Talk to a leftist, and you will likely find within them an ideal, a mental image of how we all should be - which means in practice that they would like to force you to be the way they would like you to be.

For an individualist, on the other hand, there is an inherent contradiction to such a stance. An individualist knows that we are all different. In fact, an individualist loves the idea that we are all different. That is the big idea, after all. There would be no individualism without our differences.

It is this fundamental premise that requires the individualist, even a grumpy and judgmental individualist, even an idealistic individualist, to be more accepting of the differences he or she sees in others. It is a structural necessity.

An idealistic individualist has to struggle with the contradictions and conflicts between his or her ideal, and the premise of individualism. There are limits to how un-accepting of differences an individualist can be.

Notice that I do not use the word tolerance here. Tolerance means putting up with something that is repugnant or antithetical to one's values. A conservative is not likely to be tolerant of a terrorist, or a traitor, or a criminal. But a conservative is likely to be more accepting of the wide range of behavior that human nature propagates, for better or worse.

An individualist does not need the world to conform to his or her image in order to be happy. An individualist knows that individuals grow and change at their own pace, and in ways that are unique, and that the course of a life is a creative process - often a very messy creative process.

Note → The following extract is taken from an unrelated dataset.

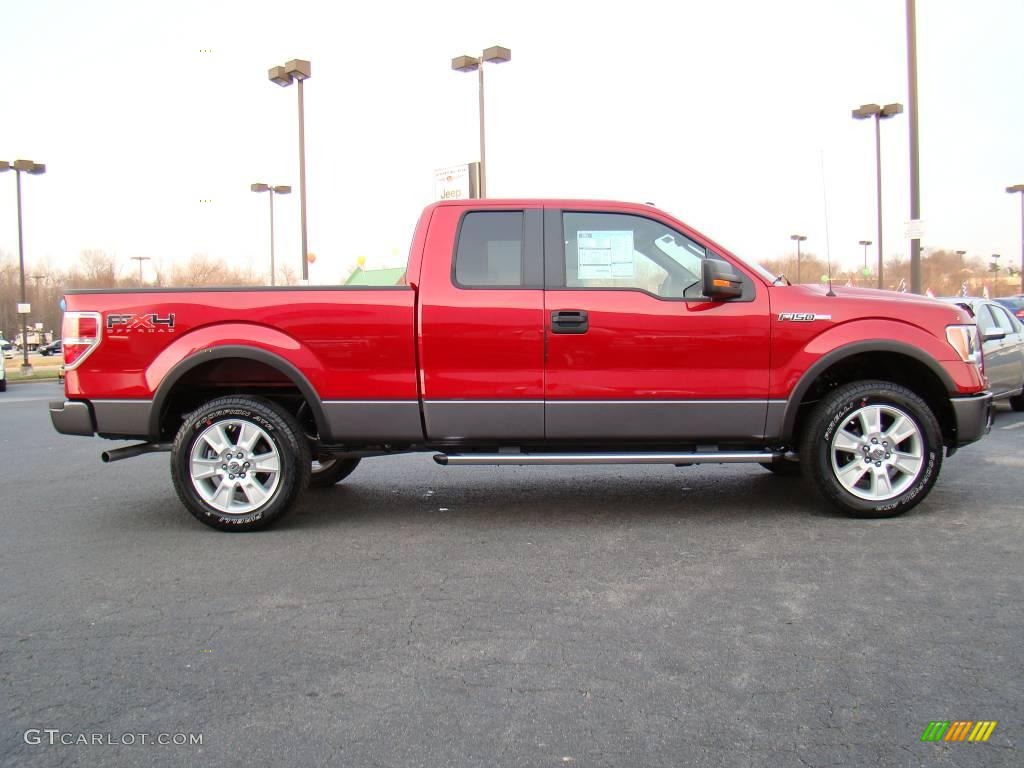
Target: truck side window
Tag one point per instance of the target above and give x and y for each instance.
(489, 250)
(613, 250)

For an individualist, society is not a singular phenomenon that can be shaped and molded by men into some optimally functioning whole. Society is a group of individuals being sociable with each other. When done with grace and a sense of self-responsibility, this can be a nice thing; when done with rudeness and a sense of entitlement, not so nice.

An individualist does not particularly care about "the poor", or "blacks", or "gays", or "farmers", or "teachers" - because these are categories; groupings of ideas. These categories work for the collectivist who seeks to mold society into a particular configuration: "You blacks, over there, we will help you in this way; teachers, over there, this is the help that you will receive..." etc.

These categories are not real people, they are diagrams on a flow chart. They are the core of Democrat Identity Politics - over which Hillary and Obama are tearing each other to shreds. He is not an individual man running for president on his own character, vision, and experience, he is The Black Candidate; she is not an individual woman running for president on her own character, vision, and experience, she is The Female Candidate.

The compassion and acceptance of the individualist is toward the real people in his or her life, and the real people toward whom he seeks to engage with or help. And when he or she does seek to help someone, it is more personal.

The great strength of heart of the conservative is that, as an individual, caring for other individuals, he or she is caring for actual human beings. People are not an abstraction, they are real flesh and blood; as different as can be, but with qualities that we can recognize in ourselves.

The individualist is more accepting, more compassionate, more forgiving, because humanity is not a concept; it is the living, breathing person right there. And that person has a unique value all his own.